「おはよーさん、水無瀬!」
 朝礼前の眠たげな空気の中、ぼけっとしていると、後ろから声がかかった。
 振り返ると、鞄を持った六反田がにこやかな表情を浮かべていた。人の良い笑みは見ていて気持ちがいい。六反田とまではいかないけれど、俺も努めて朗らかに挨拶を返した。
「おはよ。朝から元気だな」
「おうよ、何せバナナだから。朝メシ」
「え、バナナだけ? 足りるのか?」
「一房だから」
 それはすごい……。俺はそんなにバナナばっかり食べられないな、と思っていると、六反田の脇を気だるそうにすり抜ける人影があった。
「はよ、朔。お前もメシ食ったか、メシ」
「うるせーな……」
 溝久保は欠伸をしながら、俺の前の席に座る。そして早くも机に突っ伏した。話しかけんなオーラがすごい。あらゆる意味で御子柴とは正反対だ。
「今日も今日とて感じの悪い溝久保クンなのであった」
 謎のナレーションを挟んだ後、六反田が軽くため息をついた。

 三年生初日以来、俺は溝久保と六反田と一緒にいることが多かった。
 というか、六反田が俺と溝久保のところまでやってきて、なんやかんやと俺たちを構うのだ。

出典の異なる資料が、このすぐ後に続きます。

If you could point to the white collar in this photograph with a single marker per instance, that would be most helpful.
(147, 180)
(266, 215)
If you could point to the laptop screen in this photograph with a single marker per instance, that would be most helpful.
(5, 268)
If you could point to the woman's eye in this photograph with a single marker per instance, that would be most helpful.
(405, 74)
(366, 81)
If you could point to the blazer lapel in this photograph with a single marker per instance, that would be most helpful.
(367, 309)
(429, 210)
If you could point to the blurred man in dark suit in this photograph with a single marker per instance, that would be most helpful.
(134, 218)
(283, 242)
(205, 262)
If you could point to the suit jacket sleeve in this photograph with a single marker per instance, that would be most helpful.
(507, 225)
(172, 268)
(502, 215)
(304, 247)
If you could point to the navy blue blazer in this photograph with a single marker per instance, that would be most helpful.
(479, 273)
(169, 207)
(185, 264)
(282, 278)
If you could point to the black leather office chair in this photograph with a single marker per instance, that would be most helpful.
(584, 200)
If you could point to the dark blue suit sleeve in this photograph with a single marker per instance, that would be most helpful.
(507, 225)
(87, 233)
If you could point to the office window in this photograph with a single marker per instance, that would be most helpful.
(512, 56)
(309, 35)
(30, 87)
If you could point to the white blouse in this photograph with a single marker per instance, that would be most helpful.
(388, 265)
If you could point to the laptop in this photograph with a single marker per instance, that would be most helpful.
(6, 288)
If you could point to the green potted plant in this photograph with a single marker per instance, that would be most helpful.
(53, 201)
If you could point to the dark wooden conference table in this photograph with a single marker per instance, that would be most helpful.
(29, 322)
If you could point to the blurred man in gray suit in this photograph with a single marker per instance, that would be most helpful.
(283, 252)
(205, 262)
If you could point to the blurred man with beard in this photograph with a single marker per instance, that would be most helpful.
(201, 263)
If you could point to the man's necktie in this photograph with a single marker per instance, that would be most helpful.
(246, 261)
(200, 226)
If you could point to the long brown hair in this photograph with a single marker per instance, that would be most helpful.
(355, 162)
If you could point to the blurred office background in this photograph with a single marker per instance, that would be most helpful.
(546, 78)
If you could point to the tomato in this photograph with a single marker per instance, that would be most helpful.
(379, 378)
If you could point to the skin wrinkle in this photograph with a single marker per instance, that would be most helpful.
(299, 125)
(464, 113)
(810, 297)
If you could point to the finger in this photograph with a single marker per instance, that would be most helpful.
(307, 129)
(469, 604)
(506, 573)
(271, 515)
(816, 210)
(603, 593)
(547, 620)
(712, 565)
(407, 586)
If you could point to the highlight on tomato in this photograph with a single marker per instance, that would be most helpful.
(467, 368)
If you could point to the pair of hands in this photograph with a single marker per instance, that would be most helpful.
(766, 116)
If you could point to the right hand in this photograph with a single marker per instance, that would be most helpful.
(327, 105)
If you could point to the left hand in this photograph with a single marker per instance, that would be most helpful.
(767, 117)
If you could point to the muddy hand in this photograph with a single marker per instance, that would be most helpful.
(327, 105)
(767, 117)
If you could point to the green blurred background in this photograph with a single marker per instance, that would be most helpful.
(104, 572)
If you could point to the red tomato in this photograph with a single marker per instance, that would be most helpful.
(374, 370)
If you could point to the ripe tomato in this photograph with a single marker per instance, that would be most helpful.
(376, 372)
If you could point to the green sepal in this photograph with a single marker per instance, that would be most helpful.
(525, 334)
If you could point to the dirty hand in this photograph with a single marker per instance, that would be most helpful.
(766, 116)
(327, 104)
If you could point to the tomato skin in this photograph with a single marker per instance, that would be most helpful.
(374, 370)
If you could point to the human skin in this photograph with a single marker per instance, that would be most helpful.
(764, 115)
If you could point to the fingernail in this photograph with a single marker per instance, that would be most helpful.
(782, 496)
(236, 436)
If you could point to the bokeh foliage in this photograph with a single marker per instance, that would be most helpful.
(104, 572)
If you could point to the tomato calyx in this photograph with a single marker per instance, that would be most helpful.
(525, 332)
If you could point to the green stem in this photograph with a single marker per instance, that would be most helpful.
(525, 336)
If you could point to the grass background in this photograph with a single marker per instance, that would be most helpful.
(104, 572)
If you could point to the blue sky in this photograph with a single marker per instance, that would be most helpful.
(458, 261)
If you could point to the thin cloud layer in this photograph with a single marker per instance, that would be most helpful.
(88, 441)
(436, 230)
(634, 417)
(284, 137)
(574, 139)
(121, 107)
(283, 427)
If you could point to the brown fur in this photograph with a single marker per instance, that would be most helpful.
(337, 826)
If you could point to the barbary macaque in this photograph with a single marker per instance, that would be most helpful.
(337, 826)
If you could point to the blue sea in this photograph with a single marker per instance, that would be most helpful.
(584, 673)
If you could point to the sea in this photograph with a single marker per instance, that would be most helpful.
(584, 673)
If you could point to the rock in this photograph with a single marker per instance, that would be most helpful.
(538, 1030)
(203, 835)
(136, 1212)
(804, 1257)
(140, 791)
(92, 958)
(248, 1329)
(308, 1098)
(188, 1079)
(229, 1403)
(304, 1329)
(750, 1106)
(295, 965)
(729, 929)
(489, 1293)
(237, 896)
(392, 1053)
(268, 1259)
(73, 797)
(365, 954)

 多分、世話焼きなんだと思う。正直、溝久保と二人じゃ間が持たないので、六反田の存在には大分助けられている。
 昼休みも六反田は例に漏れず、俺たちのところへやってきた。手には弁当の包みをぶら下げている。
「水無瀬は弁当なん? それとも学食?」
「普段は購買で済ませるかな」
「おお、じゃあ急がなきゃだな。待ってるから買ってこいよ」
「え? いや、いいよ。先に食べてて」
「水臭いぞ。ダチ……じゃん?」
 なんでちょっとためたんだろう。あとどうして頬をかくポーズをしているのか。六反田は動きがいちいちコミカルだ。
「溝久保は?」
 俺が水を向けると、こちらを振り向きもせずに返事がくる。
「コンビニ。……けど、今日は買い忘れた」
「じゃあ、購買でなんか買ってこようか?」
 すると、溝久保はのっそり起き上がり、不機嫌そうな視線を寄越した。
「てめーをパシらせろってか?」
「い、いや、そういうことじゃ。ついでだし、と思って」
「コラ、朔ッ。アンタはほんまにもー、ただでさえ人相悪いんやから、そない水無瀬くんを睨みなや!」
 六反田がエセ関西弁母ちゃんで溝久保を叱る。溝久保は小さな舌打ちをしてから、大義そうに立ち上がった。
「……俺も行く」
「そ、そっか」
 ってことは溝久保と二人きりか……。助けを求めるように六反田を振り返ると、苦笑しつつ腰を上げてくれた。
「もーしゃあないなぁ。お母ちゃんもついてったるわ」
 さ、さすがは空気が読める男……! いらねーっつの、と毒づく溝久保をスルーし、俺たちは三人で教室を出た。 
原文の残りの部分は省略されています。